The unit cell of the crystal lattice serves to describe the microstructure of materials. Many physical and chemical properties of a substance depend on its parameters: hardness, melting point, electrical and thermal conductivity, plasticity, and others. The types of these elementary structures were described as early as the 19th century. One of the varieties is the primitive cell. To isolate a unit cell in the material structure, a number of conditions must be met.
Crystal lattice
All solids according to their internal structure can be classified into two forms: amorphous and crystalline. A distinctive feature of the latter is the specific organized structure of the particles.
Crystal lattice is a simplified three-dimensional model of solid crystals, which is used to analyze their properties in physics, chemistry, biology, mineralogy and other sciences. Outwardly, it looks like a grid. At its nodes are the atoms of matter. This array of points has a specific, regularly repeating order specific to each species.substances.
What is a unit cell?
The unit cell of the crystal lattice is the smallest part of a solid that allows us to characterize its properties. It serves as the basis of the grid and is duplicated in it countless times.
This model is used to simplify the visual description of the internal structure of crystals. In this case, a system of 3 crystallographic coordinate axes is used, which differ from the usual orthogonal ones in that they are finite segments of a certain size.

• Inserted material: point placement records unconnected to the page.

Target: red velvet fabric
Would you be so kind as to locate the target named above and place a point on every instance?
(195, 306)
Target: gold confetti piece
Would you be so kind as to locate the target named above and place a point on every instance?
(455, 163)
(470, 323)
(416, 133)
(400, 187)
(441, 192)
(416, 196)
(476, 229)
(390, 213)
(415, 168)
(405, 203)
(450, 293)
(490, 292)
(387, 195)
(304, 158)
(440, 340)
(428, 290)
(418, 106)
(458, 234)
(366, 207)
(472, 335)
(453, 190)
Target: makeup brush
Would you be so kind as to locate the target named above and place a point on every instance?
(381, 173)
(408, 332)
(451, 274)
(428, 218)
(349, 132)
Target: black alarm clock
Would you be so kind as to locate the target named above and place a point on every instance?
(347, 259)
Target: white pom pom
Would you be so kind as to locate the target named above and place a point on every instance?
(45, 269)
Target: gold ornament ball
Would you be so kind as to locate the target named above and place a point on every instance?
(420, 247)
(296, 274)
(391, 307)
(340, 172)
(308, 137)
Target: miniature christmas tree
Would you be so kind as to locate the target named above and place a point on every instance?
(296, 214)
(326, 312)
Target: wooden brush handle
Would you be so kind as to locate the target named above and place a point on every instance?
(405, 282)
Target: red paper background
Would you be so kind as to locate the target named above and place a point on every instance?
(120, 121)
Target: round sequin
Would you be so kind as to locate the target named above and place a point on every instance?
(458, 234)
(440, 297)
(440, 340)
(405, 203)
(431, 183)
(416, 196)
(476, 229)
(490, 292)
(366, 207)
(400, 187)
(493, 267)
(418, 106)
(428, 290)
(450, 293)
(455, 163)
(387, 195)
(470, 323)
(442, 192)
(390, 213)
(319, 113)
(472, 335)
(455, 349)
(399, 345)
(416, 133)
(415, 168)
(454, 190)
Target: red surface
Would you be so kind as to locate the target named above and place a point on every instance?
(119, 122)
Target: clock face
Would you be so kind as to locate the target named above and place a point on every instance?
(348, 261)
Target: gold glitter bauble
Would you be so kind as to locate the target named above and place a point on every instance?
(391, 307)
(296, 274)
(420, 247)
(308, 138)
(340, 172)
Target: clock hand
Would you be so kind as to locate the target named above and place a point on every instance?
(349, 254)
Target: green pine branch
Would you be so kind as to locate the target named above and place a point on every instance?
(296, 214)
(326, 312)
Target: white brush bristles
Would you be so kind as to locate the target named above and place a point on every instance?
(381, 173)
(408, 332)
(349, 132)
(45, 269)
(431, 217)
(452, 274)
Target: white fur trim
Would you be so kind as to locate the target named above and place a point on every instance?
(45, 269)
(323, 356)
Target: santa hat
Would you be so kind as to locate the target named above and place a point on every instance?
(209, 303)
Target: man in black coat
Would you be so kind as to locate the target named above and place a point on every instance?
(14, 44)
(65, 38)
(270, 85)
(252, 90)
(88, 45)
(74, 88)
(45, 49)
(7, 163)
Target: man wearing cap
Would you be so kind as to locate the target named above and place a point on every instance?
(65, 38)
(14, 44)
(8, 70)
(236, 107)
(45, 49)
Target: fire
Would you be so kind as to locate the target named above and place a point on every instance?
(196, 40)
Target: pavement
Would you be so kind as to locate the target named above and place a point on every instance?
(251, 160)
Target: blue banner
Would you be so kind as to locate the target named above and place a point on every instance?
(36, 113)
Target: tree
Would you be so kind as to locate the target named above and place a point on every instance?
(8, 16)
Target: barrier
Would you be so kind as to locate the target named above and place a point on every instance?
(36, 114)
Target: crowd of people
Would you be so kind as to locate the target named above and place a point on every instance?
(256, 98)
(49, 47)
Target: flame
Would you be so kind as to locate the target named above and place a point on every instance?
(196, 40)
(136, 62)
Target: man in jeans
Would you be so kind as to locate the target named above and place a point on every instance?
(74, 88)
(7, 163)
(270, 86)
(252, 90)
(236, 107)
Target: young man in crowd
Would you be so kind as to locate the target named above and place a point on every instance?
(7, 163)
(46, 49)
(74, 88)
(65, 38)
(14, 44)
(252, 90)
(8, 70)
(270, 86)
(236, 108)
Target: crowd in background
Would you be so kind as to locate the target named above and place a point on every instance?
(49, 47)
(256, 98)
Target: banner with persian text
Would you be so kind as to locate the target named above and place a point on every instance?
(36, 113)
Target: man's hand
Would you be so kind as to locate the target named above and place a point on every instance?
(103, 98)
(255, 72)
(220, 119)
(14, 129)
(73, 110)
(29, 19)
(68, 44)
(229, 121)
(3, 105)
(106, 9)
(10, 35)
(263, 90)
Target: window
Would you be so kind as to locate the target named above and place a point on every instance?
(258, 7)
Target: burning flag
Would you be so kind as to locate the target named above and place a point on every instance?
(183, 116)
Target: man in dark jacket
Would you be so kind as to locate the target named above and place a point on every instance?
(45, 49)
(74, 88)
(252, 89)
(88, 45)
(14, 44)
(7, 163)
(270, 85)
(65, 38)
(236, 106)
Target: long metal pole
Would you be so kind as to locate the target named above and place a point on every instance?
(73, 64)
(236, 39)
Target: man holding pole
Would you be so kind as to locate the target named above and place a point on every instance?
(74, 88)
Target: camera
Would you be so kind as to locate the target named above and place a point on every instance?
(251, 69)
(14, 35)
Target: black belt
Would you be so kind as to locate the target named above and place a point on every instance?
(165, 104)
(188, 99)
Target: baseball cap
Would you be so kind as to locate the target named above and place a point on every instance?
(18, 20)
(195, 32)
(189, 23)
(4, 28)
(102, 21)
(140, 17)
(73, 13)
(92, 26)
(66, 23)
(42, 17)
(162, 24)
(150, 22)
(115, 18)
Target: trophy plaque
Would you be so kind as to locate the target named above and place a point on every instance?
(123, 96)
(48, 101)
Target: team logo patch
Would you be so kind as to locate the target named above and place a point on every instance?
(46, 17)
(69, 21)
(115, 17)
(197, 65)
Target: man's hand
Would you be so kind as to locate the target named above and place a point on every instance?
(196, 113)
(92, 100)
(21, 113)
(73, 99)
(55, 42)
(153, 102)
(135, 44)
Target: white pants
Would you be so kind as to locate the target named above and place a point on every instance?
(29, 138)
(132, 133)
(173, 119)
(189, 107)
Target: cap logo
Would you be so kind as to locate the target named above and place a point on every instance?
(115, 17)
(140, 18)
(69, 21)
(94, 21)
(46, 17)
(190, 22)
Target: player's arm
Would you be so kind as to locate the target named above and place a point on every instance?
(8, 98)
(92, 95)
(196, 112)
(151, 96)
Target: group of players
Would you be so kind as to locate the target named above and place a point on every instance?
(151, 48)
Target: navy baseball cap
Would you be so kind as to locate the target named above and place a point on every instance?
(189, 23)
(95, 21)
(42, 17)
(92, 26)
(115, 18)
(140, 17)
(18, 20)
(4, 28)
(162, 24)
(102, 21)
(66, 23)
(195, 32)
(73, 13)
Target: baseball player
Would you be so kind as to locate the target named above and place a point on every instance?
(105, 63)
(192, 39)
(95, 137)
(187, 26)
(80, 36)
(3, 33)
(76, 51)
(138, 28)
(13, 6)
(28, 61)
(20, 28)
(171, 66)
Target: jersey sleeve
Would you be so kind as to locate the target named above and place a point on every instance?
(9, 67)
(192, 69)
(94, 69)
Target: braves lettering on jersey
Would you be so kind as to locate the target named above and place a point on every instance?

The angles between the axes can be equal to 90° or be indirect.
If you densely fill a certain volume with elementary cells, you can get an ideal single crystal. In practice, polycrystals are more common, consisting of several regular structures limited in space.
Views
In science, there are 14 types of elementary cells of lattices with a unique geometry. They were first described by the French physicist Auguste Bravais in 1848. This scientist is considered the founder of crystallography.
These types of elementary structures of the crystal lattice are grouped into 7 categories, called syngonies, depending on the ratio of the lengths of the sides and the equality of the angles:
- cubic;
- tetragonal;
- orthorhombic;
- rhombohedral;
- hexagonal;
- triclinic.
The most simple and common in nature fromof them is the first category, which in turn is divided into 3 types of lattices:
- Simple cubic. All particles (and they can be atoms, electrically charged particles or molecules) are located at the vertices of the cube. These particles are identical. Each cell has 1 atom (8 vertices × 1/8 atom=1).

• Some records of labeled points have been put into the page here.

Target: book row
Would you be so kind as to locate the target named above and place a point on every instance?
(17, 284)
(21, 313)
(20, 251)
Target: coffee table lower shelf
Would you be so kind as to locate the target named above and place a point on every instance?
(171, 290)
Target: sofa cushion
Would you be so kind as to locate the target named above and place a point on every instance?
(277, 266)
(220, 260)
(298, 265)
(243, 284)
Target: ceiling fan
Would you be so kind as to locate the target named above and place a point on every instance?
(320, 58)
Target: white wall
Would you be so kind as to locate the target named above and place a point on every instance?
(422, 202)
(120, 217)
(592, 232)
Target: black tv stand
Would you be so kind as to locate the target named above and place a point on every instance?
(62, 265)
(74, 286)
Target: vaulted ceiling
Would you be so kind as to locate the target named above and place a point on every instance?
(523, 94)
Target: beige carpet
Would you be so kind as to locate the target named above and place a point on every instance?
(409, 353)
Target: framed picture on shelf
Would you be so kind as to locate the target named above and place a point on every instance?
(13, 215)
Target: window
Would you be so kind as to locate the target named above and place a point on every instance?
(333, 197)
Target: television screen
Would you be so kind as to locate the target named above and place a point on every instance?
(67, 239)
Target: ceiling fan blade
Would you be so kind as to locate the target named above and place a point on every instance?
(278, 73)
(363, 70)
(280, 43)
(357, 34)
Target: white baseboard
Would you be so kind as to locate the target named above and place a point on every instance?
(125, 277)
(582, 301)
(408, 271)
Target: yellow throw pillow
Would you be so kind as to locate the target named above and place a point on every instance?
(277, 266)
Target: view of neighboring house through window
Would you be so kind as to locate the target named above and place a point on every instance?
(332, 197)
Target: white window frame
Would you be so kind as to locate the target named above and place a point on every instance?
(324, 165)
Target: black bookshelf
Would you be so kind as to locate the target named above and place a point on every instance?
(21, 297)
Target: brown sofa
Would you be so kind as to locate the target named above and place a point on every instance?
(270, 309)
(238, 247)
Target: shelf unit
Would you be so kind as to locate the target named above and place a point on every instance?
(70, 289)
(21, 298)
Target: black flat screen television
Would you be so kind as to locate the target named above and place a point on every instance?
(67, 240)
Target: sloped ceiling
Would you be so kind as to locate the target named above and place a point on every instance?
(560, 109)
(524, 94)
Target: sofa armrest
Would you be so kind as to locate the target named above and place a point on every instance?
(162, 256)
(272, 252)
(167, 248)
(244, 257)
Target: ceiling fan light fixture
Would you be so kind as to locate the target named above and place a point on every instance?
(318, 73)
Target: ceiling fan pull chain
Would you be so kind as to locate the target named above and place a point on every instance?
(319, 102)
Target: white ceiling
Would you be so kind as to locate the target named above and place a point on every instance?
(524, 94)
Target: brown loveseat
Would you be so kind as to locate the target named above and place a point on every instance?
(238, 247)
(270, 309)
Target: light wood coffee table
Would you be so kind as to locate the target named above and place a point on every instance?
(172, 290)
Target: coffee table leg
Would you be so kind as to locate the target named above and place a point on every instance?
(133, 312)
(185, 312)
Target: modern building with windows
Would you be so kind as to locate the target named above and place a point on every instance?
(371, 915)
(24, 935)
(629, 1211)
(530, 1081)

- Body-Centered Cubic. It differs from the previous model in that there is one more particle in the center of the cube. Each cell has 2 atoms of matter.
- Face-centered cubic. Particles are contained in the vertices of the elementary cell, as well as in the center of all faces. Each of the cells has 4 atoms.
Primitive cell
An elementary cell is called primitive if its particles are located only at the lattice vertices and are absent elsewhere. Its volume is minimal compared to other types. In practice, it often turns out to be low-symmetric (an example is the Wigner-Seitz cell).
For non-primitive cells, the atom in the center of the volume divides them into 2 or 4 identical parts. In the face-centered structure, there is a division into 8 parts. In metallography, the concept of an elementary rather than a primitive cell is used, since the symmetry of the first cell allows a more complete description of the crystal structure of the material.
Signs
All 14 types of elementary cells have common properties:
- they are the simplest repeating structures in a crystal;
- each lattice center consists of oneparticles, called the lattice node;
- cell nodes are interconnected by straight lines that form the geometry of the crystal;
- opposite faces are parallel;
- the symmetry of the elementary structure corresponds to the symmetry of the entire crystal lattice.
When choosing the structure of an elementary cell, some rules are followed. She must have:
- smallest volume and area;
- the largest number of identical edges and angles between them;
- right angles (if possible);
- spatial symmetry, reflecting the symmetry of the entire crystal lattice.
Volume
The volume of an elementary cell is determined depending on its geometric shape. For the cubic syngony, it is calculated as the length of the face (center-to-center distance of atoms) raised to the third power. For a hexagonal system, the volume can be determined using the formula below:
where a and c are the parameters of the crystal lattice, measured in angstroms.
In practice, the parameters of the crystal lattice are calculated in order to later determine the structure of the compound, the mass of an atom (based on the weight of a given volume and the Avogadro number) or its radius.